So I read Gene Wolfe's "Book of the New Sun" again recently -- for what I think is the third time, with at least a decade and a half in between each one -- and wanted to keep that line of thought going.
Wolfe wrote a follow-up novel, The Urth of the New Sun, which I have and might get to sometime soon. But he also wrote a small book of essays about "Book of the New Sun," and I have a known weakness for the essays of fiction writers. (I weirdly gravitate to them even when I have the same writer's fiction available -- sometimes even as the first thing I read by that writer, as with George Saunders recently.)
That book, The Castle of the Otter, is long out of print on its own, but it lives on in 1992 portmanteau Wolfe collection Castle of Days. Days combined the story collection Gene Wolfe's Book of Days with Castle of the Otter and then bolted on about a hundred and fifty pages, in a third section of uncollected essays called "Castle of Days."
That's what I just read: not the fiction, which I might get to again some day. [1] But the non-fictional two-thirds of Castle of Days.

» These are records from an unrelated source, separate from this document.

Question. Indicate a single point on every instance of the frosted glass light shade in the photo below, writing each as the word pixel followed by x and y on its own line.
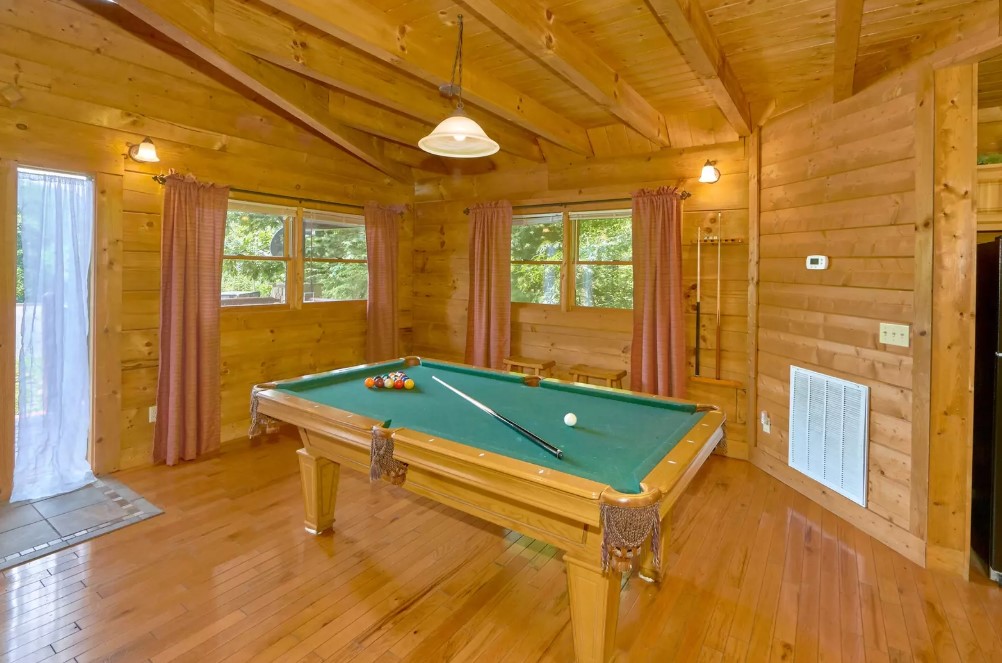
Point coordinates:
pixel 144 152
pixel 709 174
pixel 459 137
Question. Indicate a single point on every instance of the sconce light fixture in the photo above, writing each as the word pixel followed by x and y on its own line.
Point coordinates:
pixel 709 173
pixel 144 152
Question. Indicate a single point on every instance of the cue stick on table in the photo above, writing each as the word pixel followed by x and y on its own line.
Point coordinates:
pixel 504 420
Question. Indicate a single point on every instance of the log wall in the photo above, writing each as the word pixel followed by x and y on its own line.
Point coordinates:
pixel 88 88
pixel 597 337
pixel 843 180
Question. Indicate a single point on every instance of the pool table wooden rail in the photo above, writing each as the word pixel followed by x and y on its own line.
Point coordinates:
pixel 555 507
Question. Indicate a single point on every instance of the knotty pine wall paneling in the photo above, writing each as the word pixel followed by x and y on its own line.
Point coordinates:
pixel 597 337
pixel 840 180
pixel 75 114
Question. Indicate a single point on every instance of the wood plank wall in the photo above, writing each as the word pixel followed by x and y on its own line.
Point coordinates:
pixel 840 180
pixel 76 113
pixel 595 337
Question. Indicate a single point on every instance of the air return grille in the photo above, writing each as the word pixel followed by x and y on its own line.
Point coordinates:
pixel 829 431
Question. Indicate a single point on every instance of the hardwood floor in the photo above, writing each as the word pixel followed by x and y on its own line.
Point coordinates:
pixel 757 573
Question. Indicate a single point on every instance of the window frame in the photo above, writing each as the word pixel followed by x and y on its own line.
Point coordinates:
pixel 570 261
pixel 328 260
pixel 561 263
pixel 295 254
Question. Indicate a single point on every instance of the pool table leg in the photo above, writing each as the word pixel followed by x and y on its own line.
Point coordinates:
pixel 647 569
pixel 320 490
pixel 594 609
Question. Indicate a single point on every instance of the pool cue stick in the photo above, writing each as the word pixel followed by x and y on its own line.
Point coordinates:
pixel 504 420
pixel 718 241
pixel 698 294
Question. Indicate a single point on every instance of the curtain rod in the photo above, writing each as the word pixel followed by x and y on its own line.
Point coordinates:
pixel 160 179
pixel 683 194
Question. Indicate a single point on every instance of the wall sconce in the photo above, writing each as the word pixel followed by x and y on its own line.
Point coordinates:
pixel 709 174
pixel 144 152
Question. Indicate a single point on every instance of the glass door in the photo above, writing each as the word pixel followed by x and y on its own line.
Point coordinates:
pixel 55 228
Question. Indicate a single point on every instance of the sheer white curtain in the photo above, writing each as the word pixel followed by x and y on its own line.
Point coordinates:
pixel 53 413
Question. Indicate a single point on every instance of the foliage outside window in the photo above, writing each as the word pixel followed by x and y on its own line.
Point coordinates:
pixel 595 270
pixel 536 258
pixel 334 254
pixel 603 260
pixel 255 254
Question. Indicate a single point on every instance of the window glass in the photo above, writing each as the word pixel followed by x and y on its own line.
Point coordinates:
pixel 537 253
pixel 603 270
pixel 335 258
pixel 256 259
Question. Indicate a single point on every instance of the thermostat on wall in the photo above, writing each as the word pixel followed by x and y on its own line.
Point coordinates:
pixel 817 262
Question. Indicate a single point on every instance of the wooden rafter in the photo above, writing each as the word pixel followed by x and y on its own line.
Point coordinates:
pixel 304 99
pixel 284 41
pixel 848 23
pixel 687 26
pixel 536 31
pixel 372 32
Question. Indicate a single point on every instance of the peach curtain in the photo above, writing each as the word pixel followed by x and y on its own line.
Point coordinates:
pixel 187 391
pixel 382 223
pixel 657 363
pixel 488 318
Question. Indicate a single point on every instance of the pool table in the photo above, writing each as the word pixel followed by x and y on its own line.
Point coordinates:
pixel 606 503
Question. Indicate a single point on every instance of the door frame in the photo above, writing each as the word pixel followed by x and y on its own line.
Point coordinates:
pixel 104 445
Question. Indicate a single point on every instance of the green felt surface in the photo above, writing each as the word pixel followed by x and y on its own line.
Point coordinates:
pixel 618 439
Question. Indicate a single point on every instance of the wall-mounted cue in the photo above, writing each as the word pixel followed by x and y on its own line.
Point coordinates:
pixel 698 290
pixel 504 420
pixel 718 242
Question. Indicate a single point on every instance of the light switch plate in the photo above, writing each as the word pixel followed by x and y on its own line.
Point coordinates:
pixel 895 335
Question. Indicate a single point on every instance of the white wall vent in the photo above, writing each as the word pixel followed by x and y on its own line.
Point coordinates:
pixel 829 429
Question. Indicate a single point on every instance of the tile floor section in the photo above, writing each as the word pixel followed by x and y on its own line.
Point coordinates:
pixel 29 530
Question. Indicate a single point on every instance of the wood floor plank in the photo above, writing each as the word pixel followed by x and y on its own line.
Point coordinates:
pixel 756 572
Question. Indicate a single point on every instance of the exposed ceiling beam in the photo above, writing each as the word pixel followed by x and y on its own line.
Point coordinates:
pixel 303 99
pixel 372 32
pixel 536 30
pixel 285 41
pixel 687 26
pixel 848 23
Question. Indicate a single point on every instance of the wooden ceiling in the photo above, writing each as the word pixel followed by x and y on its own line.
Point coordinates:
pixel 585 76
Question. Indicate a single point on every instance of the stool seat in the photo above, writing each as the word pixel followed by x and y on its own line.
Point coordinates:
pixel 580 373
pixel 526 364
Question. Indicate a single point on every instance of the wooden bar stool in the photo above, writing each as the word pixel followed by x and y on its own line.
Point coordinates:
pixel 612 377
pixel 527 364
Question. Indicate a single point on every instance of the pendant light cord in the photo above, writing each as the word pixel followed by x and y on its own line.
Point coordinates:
pixel 457 64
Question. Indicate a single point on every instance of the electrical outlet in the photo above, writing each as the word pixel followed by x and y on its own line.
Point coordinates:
pixel 894 335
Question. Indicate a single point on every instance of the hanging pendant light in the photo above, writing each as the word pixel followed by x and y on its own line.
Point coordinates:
pixel 458 136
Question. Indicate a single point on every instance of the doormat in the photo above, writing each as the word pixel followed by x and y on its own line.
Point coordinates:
pixel 29 530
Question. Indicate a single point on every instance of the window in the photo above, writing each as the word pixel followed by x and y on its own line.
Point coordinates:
pixel 255 253
pixel 603 268
pixel 536 258
pixel 334 254
pixel 579 258
pixel 262 266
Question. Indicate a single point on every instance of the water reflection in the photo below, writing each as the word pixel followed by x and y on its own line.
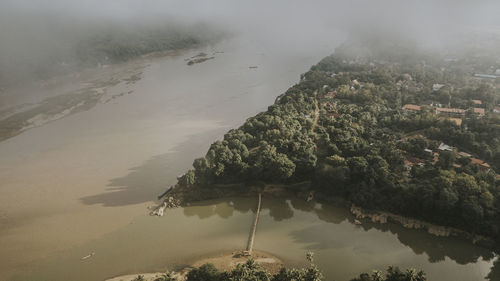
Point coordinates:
pixel 322 236
pixel 145 182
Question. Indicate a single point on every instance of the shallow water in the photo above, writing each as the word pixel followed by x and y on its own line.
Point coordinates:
pixel 91 172
pixel 287 228
pixel 82 183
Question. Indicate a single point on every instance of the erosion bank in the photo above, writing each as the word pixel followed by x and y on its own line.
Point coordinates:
pixel 225 261
pixel 411 223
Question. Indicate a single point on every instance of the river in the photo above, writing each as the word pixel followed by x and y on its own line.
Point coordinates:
pixel 80 181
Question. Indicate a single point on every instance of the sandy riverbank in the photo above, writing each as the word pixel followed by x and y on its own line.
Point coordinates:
pixel 223 261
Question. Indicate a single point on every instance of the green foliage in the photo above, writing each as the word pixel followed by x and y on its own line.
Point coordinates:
pixel 358 146
pixel 393 274
pixel 206 272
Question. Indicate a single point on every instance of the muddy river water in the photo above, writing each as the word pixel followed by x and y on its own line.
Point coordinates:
pixel 79 182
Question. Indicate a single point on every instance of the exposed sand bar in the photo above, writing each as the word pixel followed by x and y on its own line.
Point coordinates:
pixel 86 174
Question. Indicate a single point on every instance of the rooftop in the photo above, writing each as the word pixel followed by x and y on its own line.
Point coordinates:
pixel 411 107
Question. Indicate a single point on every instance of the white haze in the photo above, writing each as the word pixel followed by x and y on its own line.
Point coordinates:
pixel 31 30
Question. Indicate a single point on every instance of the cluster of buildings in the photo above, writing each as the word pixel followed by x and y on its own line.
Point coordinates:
pixel 414 161
pixel 452 114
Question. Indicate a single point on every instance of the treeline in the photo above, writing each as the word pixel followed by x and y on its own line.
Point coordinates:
pixel 358 143
pixel 60 45
pixel 250 271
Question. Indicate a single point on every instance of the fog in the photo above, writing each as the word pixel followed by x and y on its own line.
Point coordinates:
pixel 34 33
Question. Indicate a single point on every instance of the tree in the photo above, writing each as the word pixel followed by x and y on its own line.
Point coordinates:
pixel 206 272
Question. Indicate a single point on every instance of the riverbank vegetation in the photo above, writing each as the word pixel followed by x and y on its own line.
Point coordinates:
pixel 83 45
pixel 387 127
pixel 251 271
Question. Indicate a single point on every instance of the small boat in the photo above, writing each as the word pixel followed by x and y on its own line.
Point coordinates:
pixel 88 256
pixel 310 196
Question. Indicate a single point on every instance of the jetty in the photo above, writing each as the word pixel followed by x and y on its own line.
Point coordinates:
pixel 253 230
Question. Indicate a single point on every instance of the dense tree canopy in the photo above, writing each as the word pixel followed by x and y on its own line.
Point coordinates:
pixel 344 129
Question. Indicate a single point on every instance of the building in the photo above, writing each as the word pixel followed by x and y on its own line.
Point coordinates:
pixel 464 154
pixel 447 110
pixel 437 87
pixel 331 94
pixel 479 111
pixel 445 147
pixel 411 107
pixel 478 75
pixel 481 164
pixel 457 121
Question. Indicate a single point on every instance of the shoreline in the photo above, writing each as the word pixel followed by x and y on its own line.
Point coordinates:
pixel 382 217
pixel 195 194
pixel 223 261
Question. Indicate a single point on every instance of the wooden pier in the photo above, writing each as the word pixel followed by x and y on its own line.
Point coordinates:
pixel 253 230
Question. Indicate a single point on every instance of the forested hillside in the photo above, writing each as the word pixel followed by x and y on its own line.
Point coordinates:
pixel 387 127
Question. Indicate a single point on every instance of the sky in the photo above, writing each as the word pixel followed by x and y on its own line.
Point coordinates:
pixel 32 29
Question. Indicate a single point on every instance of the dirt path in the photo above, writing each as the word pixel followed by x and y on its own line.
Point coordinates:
pixel 316 112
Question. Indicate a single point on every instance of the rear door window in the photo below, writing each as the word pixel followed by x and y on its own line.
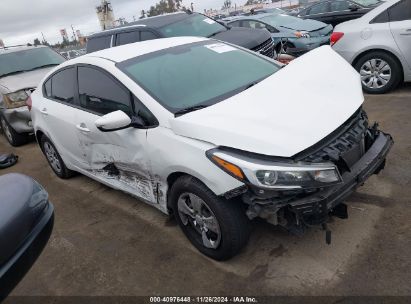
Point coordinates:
pixel 234 23
pixel 126 38
pixel 400 11
pixel 98 43
pixel 100 93
pixel 63 85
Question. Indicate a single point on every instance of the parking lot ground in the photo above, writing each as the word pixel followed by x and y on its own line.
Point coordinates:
pixel 108 243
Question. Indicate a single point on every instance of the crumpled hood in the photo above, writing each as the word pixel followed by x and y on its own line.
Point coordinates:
pixel 308 25
pixel 245 37
pixel 284 114
pixel 26 80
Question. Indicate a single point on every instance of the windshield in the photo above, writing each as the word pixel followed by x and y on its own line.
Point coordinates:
pixel 195 74
pixel 194 25
pixel 27 60
pixel 367 2
pixel 280 20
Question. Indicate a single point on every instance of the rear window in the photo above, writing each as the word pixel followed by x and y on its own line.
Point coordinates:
pixel 202 73
pixel 98 43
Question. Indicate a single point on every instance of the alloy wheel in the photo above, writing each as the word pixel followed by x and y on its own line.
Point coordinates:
pixel 375 73
pixel 197 215
pixel 52 157
pixel 6 130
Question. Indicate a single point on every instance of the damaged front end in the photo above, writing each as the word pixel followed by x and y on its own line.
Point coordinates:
pixel 356 151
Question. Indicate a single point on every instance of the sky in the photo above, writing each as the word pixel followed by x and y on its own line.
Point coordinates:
pixel 21 21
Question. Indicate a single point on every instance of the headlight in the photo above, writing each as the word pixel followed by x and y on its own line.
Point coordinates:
pixel 302 34
pixel 275 175
pixel 18 96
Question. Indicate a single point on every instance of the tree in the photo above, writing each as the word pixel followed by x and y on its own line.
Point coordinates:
pixel 227 4
pixel 251 2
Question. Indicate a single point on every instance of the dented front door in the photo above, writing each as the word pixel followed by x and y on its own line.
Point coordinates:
pixel 118 158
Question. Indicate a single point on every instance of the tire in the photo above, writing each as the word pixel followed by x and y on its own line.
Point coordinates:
pixel 388 72
pixel 228 231
pixel 54 159
pixel 15 139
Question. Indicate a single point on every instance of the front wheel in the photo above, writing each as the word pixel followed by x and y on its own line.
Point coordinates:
pixel 216 227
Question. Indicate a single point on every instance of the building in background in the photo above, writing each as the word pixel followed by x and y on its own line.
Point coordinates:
pixel 105 15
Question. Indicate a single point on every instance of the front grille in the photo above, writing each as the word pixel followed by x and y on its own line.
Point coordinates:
pixel 339 143
pixel 266 48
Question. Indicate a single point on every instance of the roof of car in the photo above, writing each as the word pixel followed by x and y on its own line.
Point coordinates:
pixel 12 49
pixel 150 22
pixel 128 51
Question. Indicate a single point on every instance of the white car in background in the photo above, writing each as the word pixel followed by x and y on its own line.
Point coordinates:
pixel 216 134
pixel 378 45
pixel 21 69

Castle of the Otter contains eleven essays, all but one of which originally appeared in that book. From internal evidence, Otter was written and assembled and possibly even published before the last "New Sun" book, Citadel of the Autarch, which seems odd. But "New Sun" was a big success, so clearly Wolfe wanted to capitalize on that with this small-press book -- he might have thought he'd never get a similar chance again. It would have been better to have more of a look back, and a collection that treats the "New Sun" text more comprehensively, but Otter is what we do have -- and it's rare to have any published secondary sources from the author. It's all interesting, in that crookedly erudite Wolfe manner.
"Castle of Days" is loosely divided into sections called "Writers," "Writing," and "Books," with a total of twenty-nine pieces (with an asterisk, since one "piece" is four separate letters to different people) originally from 1978 through 1992. There are a couple of speeches, some introductions, the aforementioned letters, general essays for reference books and other places, a couple of stories snuck in the middle, and some of the obligatory let-me-stake-out-the-boundaries-of-this-fictional-genre pieces that every writer has in his head and many put down on paper.
Wolfe was an occasionally grumpy writer, always opinionated and often not willing to probe the bases of his opinions. (Particularly if it hit anywhere near teleological or religious questions: Wolfe was Catholic, and that was it for him.) He can sometimes come across as smug, or maybe just self-satisfied. But his thinking was powerful and often deeply convoluted, which makes the stray moments of and-here-I-declare-I-am-right easier to take.
Many of these essays are about a SF market that is long dead: no wannabe writer should read the essays here as a model for a modern career. (I snorted at the assertion that editors read a lot of unsolicited submissions. Sure, maybe they did in 1982, and even in 1992.) The pieces about writers -- Budrys and Kress and the cyberpunks and the field in general -- are timeless, even with occasional moments of Wolfeanism.
I doubt anyone reading this will pick up this particular book anytime in the next five years, so this is very much not a recommendation either way. This is a book that still exists, and I recently read two-thirds of it. If you are weird in your reading in ways that line up with the ways I am, that may be of interest to you.
[1] I know I read this package for the SFBC back in 1992, and might have even bought it for them then. That was a long time ago.